Asleep within ten minutes or so, Emily was unaware of Mr van Tecqx returning soft-footed to stand by her bed, looking down at her with a kind of thoughtful surprise on his handsome features.
She felt very much better in the morning. She was even able to return his involuntary smile at the sight of her eye, now all colours of the rainbow and quite closed. In reply to his questions she affirmed that she was feeling perfectly well, that her headache had gone, which wasn’t quite true, and she would like to get up.
‘Very well, but first I should like to take a look at that eye and check your pulse.’
When he had done he said, ‘Don’t attempt to lift or heave—I know Lucillia is very light, but just for a day or so be good enough to do as I ask. Dirk ter Beule has a free day, he will be here this morning and will carry Lucillia downstairs.
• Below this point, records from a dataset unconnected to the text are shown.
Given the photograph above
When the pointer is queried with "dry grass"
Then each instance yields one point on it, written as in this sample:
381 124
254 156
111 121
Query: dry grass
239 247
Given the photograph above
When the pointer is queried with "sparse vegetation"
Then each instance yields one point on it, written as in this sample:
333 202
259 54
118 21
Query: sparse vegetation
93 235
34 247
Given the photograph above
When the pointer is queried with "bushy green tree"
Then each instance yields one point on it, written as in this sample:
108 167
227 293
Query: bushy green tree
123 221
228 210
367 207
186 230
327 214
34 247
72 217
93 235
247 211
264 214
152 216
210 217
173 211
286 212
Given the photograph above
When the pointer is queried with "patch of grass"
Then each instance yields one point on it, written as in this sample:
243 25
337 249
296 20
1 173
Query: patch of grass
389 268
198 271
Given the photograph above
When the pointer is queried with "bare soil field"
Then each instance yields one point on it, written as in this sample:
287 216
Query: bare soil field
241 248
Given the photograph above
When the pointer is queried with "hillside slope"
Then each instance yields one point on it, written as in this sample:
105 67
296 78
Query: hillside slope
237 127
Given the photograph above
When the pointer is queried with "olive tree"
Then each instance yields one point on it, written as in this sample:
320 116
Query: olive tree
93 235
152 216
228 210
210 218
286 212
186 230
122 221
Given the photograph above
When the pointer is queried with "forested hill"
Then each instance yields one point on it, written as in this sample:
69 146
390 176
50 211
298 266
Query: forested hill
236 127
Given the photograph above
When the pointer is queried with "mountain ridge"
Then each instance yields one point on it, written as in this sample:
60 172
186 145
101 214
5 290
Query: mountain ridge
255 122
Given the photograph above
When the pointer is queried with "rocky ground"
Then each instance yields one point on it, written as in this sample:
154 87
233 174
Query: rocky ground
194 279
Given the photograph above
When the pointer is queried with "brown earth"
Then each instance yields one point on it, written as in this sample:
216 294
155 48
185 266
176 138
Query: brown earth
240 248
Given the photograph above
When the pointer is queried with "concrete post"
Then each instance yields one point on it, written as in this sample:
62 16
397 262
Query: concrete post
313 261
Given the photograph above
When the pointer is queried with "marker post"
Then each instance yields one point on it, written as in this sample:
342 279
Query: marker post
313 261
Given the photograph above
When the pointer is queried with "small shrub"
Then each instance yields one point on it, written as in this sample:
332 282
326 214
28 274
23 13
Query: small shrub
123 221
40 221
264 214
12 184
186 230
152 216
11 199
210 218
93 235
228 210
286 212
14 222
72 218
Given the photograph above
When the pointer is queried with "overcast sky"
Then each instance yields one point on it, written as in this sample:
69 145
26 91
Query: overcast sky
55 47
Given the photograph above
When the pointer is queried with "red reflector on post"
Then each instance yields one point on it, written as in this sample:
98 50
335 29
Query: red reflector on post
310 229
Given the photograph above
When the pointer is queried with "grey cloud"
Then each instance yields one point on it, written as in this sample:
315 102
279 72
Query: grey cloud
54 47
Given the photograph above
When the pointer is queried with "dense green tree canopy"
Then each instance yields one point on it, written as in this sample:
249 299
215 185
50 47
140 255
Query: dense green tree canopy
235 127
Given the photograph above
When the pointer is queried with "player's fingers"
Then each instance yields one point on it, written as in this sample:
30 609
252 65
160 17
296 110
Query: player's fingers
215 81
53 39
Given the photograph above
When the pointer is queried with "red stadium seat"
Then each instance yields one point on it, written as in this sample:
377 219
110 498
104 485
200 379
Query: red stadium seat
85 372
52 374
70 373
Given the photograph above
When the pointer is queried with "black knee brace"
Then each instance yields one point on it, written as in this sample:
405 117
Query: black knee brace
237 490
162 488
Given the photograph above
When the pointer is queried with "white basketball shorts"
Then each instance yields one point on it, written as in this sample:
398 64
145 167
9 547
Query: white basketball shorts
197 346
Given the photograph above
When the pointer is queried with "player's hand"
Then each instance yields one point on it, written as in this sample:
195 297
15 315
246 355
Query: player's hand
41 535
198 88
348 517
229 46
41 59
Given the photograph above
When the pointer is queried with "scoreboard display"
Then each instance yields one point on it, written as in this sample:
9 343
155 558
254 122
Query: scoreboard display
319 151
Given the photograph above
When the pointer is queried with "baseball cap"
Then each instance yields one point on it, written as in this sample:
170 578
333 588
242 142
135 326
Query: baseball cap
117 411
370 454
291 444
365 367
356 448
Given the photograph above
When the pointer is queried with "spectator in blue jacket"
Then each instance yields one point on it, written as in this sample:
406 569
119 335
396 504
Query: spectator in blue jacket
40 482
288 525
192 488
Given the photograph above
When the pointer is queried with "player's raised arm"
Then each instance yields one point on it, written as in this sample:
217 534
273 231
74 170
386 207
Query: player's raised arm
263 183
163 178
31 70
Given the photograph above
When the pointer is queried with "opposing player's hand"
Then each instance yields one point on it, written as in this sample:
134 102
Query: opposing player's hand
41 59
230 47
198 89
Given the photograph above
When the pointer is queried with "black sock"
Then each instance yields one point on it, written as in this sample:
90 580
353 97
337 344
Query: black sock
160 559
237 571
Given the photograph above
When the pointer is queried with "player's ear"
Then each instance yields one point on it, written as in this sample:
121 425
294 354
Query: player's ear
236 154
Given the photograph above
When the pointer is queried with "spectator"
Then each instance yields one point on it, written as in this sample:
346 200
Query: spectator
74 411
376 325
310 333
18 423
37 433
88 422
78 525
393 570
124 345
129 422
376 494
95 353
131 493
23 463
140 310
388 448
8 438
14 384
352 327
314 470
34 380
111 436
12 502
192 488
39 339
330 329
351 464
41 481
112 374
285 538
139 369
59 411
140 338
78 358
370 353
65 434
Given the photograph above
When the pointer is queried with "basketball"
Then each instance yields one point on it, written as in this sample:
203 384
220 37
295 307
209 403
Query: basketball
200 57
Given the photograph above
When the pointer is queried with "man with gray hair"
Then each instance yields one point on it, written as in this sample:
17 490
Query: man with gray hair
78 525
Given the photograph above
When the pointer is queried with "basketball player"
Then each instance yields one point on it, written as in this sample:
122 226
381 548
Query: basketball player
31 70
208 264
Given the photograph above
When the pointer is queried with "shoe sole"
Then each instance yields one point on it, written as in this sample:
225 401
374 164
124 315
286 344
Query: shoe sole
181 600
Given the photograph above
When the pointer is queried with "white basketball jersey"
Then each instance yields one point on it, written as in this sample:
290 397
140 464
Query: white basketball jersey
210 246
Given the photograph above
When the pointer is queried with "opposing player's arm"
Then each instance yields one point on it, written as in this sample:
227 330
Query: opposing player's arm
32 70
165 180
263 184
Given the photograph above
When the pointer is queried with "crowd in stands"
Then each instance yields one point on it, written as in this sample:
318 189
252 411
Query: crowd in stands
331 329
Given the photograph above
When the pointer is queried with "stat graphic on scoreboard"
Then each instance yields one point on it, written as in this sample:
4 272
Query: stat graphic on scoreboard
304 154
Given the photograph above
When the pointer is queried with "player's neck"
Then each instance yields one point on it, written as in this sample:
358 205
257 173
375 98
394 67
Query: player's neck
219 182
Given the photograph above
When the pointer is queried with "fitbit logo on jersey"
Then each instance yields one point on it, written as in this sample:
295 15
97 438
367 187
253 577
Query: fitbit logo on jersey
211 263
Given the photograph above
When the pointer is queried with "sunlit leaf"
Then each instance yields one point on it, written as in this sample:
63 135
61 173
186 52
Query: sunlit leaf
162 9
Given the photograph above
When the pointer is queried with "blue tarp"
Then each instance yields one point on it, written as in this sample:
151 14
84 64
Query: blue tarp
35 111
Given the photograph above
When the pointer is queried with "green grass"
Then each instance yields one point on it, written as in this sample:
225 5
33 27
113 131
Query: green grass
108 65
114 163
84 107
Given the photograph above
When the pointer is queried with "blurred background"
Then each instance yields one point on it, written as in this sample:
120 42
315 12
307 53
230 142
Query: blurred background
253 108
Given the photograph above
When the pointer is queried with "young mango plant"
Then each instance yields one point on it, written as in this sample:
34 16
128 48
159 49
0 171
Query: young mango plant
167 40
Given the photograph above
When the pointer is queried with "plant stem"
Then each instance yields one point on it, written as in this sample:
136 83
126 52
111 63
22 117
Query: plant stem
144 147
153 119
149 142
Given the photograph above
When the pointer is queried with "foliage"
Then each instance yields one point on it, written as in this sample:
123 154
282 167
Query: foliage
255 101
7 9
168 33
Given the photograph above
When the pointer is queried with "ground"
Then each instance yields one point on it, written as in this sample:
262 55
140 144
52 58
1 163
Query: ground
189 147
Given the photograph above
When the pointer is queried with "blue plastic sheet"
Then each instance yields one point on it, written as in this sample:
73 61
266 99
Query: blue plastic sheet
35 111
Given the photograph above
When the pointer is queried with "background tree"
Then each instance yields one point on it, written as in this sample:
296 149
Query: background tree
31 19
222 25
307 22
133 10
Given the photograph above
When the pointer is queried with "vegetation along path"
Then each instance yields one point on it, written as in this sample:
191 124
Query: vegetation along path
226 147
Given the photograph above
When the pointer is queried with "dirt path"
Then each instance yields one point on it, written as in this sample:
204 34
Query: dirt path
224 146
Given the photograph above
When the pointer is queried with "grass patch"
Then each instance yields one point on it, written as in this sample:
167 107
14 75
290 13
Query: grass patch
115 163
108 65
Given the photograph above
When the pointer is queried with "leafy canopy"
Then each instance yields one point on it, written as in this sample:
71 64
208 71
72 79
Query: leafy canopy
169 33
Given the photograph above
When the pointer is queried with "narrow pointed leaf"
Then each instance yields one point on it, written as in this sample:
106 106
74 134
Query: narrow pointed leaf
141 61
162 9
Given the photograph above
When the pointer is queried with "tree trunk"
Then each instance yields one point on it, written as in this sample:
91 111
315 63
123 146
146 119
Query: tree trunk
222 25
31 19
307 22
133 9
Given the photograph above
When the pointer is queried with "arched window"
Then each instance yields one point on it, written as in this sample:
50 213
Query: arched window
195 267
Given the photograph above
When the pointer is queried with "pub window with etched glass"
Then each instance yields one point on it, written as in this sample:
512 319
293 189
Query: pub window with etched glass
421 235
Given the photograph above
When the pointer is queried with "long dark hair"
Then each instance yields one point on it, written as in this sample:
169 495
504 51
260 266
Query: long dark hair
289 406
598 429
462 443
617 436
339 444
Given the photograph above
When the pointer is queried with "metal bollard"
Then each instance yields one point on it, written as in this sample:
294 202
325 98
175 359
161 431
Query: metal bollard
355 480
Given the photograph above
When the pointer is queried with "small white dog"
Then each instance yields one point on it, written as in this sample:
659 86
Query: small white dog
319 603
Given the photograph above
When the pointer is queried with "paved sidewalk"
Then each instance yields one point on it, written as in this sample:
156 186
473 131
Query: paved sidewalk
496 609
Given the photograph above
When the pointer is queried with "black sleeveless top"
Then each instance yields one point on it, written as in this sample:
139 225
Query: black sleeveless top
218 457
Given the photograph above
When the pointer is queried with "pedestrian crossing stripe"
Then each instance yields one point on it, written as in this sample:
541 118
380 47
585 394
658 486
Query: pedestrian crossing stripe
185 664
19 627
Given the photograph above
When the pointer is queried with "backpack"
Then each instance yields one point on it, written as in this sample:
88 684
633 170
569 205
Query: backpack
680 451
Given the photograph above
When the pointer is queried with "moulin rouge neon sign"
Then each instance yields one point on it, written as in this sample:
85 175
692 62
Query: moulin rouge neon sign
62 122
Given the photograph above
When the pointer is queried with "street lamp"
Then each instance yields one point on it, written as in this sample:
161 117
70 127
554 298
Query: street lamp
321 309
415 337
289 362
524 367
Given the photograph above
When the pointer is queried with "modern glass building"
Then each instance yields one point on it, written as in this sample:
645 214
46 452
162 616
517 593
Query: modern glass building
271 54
I imagine he will be staying for the rest of the day, so you will be able to take a rest after lunch while they entertain each other. I shall be back around six o’clock and either of us will carry her back to her room. I have asked Anneke to give you a hand with Lucillia when you get her up. Let her walk as much as she wants with her crutches once Dirk is here to walk with her.’ He glanced at her, his eyebrows raised. ‘You understand?’
Emily shot him a cross look from the good eye. ‘Yes,’ and mumbled a peevish, ‘Orders, orders,’ under her breath.
‘Tiresome, aren’t I? but I expect you to do as I ask, Emily, and I will let you have a shield for that eye.’
He came back with it presently and adjusted it for her, but she didn’t look at his face, keeping her gaze on his dark silk tie, and no higher. She was taken by surprise when he asked, ‘How old are you, Emily?’
‘Twenty-three, but I think you know that already.’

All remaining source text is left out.